An ode to optimism, on the occasion of the SpaceX IPO

Pedro Santa Clara:

I. The kid with the book on his lap

There is a particular kind of person for whom the SpaceX IPO is not a financial event but a vindication. I was that kind of person — the boy in glasses who was no good at football and read all the time. While the other kids kicked a ball in the sun, I had a book open on my lap: Clarke, Asimov, Heinlein, the boy who found Jules Verne before he found girls. Throughout my life, I was told, gently and repeatedly, that the rockets were a phase I had to grow out of. That the future in those books was a child’s future, and the adult one was smaller, grayer, and mostly about managing decline.

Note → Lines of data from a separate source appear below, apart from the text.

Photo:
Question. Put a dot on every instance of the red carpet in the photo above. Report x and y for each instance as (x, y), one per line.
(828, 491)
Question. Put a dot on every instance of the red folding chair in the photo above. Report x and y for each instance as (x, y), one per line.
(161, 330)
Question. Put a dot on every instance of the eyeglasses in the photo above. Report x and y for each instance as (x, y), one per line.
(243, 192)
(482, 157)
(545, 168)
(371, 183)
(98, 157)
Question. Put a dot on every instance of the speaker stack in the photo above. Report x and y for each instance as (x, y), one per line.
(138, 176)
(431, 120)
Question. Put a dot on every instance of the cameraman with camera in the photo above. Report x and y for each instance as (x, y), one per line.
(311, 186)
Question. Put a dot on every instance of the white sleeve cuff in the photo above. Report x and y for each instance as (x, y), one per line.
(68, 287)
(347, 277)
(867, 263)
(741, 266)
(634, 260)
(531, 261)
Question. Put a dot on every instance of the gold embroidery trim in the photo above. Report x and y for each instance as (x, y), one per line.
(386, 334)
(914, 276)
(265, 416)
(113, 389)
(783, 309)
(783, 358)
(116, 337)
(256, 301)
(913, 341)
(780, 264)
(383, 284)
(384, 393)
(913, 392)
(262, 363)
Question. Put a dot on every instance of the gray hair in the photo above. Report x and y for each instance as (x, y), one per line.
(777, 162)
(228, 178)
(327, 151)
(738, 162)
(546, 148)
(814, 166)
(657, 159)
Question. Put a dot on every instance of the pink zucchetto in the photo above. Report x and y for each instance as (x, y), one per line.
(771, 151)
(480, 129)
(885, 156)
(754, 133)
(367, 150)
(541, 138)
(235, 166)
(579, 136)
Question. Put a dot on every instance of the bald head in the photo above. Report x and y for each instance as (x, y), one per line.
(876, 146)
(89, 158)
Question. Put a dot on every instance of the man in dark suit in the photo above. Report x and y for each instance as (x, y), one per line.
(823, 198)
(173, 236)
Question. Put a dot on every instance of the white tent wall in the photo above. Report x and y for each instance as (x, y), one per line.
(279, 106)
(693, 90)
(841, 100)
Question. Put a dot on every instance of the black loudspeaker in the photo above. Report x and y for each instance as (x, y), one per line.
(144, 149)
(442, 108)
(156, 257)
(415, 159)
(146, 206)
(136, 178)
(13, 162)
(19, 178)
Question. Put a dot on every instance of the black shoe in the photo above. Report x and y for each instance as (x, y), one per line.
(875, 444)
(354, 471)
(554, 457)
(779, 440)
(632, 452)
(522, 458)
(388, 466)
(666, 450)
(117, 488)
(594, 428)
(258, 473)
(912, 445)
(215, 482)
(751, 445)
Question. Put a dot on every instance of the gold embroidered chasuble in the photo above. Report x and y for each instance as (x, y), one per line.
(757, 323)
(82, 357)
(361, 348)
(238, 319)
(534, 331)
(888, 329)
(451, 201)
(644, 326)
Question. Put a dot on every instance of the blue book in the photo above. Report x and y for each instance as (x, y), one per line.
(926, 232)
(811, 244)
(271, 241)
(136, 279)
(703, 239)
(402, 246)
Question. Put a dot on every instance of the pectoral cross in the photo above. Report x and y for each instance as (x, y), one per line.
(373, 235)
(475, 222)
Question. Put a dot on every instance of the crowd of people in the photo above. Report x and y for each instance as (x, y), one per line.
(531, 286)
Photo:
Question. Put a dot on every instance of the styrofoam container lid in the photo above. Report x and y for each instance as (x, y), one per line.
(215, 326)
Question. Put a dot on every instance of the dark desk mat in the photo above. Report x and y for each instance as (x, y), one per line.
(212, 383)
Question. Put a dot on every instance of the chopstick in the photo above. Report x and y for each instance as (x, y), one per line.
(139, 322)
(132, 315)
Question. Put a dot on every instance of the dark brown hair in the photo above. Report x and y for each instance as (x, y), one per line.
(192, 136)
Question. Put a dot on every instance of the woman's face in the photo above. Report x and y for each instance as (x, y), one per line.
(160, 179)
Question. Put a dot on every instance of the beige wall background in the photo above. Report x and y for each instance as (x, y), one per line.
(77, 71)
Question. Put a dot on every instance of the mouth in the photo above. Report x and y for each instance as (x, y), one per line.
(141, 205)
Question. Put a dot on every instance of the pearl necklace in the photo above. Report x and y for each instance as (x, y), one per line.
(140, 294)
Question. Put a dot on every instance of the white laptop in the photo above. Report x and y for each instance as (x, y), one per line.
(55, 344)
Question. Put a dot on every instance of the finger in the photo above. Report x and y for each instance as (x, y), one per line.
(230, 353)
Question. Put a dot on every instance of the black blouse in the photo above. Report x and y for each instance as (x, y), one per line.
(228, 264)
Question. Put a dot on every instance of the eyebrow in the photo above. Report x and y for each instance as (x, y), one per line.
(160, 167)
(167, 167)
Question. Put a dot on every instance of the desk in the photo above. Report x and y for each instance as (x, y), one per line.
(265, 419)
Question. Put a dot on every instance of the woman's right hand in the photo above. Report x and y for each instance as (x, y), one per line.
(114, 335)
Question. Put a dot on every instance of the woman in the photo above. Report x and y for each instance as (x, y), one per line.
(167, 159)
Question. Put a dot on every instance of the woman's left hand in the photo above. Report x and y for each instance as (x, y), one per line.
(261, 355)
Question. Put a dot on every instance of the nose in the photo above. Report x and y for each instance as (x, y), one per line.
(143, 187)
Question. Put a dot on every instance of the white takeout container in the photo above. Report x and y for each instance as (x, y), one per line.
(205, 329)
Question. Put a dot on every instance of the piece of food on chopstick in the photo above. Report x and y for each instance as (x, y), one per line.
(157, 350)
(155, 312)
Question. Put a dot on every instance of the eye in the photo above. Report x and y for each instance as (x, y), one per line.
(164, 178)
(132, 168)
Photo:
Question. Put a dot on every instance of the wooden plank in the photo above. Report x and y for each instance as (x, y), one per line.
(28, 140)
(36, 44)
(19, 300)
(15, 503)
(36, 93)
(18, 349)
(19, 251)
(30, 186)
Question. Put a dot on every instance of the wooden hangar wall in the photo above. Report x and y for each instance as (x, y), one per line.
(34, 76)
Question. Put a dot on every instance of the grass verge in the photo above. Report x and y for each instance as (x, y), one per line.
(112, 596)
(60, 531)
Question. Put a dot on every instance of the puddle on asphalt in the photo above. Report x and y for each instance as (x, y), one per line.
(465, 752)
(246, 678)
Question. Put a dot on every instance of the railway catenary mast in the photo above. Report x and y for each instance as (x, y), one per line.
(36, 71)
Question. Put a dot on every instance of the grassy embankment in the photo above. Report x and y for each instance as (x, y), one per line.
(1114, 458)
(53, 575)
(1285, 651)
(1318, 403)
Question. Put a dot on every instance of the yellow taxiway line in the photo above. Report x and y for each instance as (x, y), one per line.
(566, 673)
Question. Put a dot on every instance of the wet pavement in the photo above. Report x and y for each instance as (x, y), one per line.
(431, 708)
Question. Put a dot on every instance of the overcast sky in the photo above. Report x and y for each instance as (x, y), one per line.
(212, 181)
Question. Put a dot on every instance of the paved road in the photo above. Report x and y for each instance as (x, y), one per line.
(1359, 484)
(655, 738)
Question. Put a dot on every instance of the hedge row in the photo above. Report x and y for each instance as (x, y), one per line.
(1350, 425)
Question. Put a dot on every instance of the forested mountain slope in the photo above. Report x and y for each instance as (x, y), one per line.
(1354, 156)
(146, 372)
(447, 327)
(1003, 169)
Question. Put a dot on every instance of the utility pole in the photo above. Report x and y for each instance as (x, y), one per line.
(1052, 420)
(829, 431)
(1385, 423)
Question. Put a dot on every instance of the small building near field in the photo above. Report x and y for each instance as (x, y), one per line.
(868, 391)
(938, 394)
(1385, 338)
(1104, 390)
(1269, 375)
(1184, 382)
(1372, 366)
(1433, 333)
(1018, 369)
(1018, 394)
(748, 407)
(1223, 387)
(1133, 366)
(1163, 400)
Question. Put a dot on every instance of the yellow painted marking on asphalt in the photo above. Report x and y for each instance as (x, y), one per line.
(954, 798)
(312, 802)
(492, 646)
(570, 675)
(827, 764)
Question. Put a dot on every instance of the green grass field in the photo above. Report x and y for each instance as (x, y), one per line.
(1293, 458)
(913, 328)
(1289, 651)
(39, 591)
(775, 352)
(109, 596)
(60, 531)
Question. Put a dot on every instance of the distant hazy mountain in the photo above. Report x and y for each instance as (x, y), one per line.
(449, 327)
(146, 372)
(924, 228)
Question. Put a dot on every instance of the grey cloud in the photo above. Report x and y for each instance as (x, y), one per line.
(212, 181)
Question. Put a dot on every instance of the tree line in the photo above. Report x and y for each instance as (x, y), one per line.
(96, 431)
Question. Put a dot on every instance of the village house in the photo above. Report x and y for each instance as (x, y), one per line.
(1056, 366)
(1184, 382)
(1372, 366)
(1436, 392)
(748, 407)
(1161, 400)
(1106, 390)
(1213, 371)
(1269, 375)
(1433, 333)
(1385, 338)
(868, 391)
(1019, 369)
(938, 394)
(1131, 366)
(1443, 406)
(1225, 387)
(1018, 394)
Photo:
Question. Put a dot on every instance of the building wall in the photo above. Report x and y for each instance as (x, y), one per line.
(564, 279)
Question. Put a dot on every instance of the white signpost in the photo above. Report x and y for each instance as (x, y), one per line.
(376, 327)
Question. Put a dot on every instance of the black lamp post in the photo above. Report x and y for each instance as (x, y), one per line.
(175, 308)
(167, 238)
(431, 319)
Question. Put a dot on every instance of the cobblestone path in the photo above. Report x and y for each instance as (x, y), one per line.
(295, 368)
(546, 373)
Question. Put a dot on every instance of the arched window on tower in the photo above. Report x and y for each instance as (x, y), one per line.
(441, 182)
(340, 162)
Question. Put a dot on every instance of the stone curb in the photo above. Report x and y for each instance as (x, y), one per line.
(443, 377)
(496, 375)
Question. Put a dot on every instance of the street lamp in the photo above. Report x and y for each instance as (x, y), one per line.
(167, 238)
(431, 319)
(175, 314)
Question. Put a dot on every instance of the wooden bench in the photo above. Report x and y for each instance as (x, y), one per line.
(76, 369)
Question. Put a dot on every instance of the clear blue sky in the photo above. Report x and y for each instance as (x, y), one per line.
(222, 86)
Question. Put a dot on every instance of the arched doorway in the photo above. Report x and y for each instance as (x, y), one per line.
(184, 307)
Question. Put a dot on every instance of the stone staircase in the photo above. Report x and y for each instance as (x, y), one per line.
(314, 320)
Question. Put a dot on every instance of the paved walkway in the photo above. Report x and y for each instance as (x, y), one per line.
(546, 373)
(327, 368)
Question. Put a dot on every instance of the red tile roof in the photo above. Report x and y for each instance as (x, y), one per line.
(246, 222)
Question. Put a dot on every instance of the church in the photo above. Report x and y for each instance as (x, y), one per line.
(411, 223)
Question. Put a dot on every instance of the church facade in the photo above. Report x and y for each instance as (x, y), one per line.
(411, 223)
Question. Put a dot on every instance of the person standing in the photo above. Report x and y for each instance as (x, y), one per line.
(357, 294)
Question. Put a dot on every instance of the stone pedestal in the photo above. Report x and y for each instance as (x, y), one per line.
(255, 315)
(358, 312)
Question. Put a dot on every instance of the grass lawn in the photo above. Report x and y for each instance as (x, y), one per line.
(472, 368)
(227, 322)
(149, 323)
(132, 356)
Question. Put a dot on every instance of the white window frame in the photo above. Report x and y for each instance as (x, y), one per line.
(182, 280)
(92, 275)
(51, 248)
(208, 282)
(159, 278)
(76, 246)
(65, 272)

I was lied to. A private company now lands its boosters upright, on a barge, in the sea, and reuses them — a thing that was science fiction inside my own lifetime — and has just gone public at a valuation that makes the entire space economy of my childhood look like a rounding error. The reusable rocket is not a metaphor. It is a fact, bolted to a drone ship, and it is the single most concentrated rebuke I can think of to the spirit of our age, which is dystopian, declinist, and — this is the part worth fighting about — empirically wrong.

This essay is an argument against that spirit, made with data rather than sentiment, because optimism that cannot survive contact with the numbers is just temperament. The good news is that the numbers are overwhelmingly on optimism’s side. The bad news is that we have built an intellectual class, and a politics, dedicated to not noticing.